- Summary: Developed markets benchmarks continued to zoom higher ahead of expiration week, shrugging off big weakness in selected emerging markets (China) on inflation jitters. It’s a seller’s market for large U.S. IPOs: With the U.S. IPO market having regained global leadership, key deals managed to price expensively atop of original ranges. No key deals on this week’s calendar.
- IPOX Indexes Action: Global equity index spreads continued to gyrate sharply ahead of option expiration week as the correlation between developed and emerging (China) markets plunged anew. The narrower IPOX Global Indexes were unaffected by the spike in emerging markets risk with the IPOX-30 Global Index (BBG: IPGL30) declining -0.08%, in line with the global benchmark MSCI World (MSCI).

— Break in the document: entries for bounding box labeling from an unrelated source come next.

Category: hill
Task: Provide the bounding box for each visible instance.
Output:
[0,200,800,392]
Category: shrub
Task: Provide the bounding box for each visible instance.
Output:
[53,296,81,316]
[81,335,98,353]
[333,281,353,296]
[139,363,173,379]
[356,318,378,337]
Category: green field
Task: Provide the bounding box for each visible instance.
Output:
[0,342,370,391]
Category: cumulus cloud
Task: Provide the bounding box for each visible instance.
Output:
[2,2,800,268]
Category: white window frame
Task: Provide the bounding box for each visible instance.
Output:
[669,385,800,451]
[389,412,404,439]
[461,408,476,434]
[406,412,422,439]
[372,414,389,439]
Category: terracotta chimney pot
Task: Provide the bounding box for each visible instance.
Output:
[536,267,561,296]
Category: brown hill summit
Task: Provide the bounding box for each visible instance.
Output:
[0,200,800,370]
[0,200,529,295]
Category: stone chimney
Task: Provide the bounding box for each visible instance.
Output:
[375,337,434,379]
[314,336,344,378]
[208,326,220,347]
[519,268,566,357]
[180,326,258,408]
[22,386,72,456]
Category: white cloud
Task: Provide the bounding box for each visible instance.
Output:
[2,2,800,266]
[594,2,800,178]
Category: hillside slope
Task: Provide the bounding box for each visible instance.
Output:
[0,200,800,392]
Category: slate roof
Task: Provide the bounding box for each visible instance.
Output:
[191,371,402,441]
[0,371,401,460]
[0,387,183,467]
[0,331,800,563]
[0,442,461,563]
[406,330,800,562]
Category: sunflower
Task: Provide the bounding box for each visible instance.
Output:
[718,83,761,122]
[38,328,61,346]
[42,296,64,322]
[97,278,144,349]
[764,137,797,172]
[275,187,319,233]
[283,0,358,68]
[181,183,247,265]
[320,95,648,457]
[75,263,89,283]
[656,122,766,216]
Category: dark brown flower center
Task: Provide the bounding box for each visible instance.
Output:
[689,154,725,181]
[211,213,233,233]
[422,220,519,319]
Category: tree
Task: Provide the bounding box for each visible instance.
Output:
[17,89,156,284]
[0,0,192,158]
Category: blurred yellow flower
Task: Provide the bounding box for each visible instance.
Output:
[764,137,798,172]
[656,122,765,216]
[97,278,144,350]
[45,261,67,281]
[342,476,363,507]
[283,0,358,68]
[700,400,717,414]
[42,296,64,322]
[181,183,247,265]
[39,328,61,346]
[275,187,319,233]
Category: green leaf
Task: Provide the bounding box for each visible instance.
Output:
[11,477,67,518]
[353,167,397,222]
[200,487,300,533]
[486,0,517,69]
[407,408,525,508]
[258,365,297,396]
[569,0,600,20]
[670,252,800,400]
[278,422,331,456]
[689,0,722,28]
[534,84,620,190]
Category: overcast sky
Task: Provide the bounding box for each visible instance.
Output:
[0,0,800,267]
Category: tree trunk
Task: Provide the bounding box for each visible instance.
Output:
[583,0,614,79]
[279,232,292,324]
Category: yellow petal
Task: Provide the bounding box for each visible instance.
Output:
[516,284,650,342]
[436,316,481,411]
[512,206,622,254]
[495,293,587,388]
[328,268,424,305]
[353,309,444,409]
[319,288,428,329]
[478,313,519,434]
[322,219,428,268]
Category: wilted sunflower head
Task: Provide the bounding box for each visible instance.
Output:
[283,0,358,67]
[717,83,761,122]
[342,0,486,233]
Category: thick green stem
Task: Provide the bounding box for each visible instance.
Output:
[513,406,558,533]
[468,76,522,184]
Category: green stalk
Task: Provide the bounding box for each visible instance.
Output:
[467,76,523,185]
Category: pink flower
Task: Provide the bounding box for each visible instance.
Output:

- ETF Focus: FPX nears all time highs: Most upside focus remained on the IPOX U.S. and IPOX Europe universe, with the IPOX-100 U.S. Index (ETF: FPX +1.95%) closing in on its all-time high (Figure 1). Dividend-heavy alternative energy/utilities regained leadership, helping the IPOX Europe universe to trade slightly above benchmarks. While IPOX Latin America and IPOX China A Shares recovered some YTD losses, accessible China (HK) continued to plunge sharply, with the IPOX China Composite Index (IPXUCHCP) dropping -5.30%.
- Initial IPO Action: 12 global IPOs commenced trading last week, with the average (median) IPO closing the week -1.32% lower (+0.06%) from its respective final offering price. Key large U.S. deals saved the day again, with focus on the strong take-up of “value IPO” Kinder Morgan (KMI US: +5.57%). Amid huge demand (and big overhang) for the MLP-like firm, the deal priced on top of the original range, indicative of frothy U.S. market conditions. No key deals on this week’s calendar.
Disclosure: I have no positions in any stocks mentioned, and no plans to initiate any positions within the next 72 hours.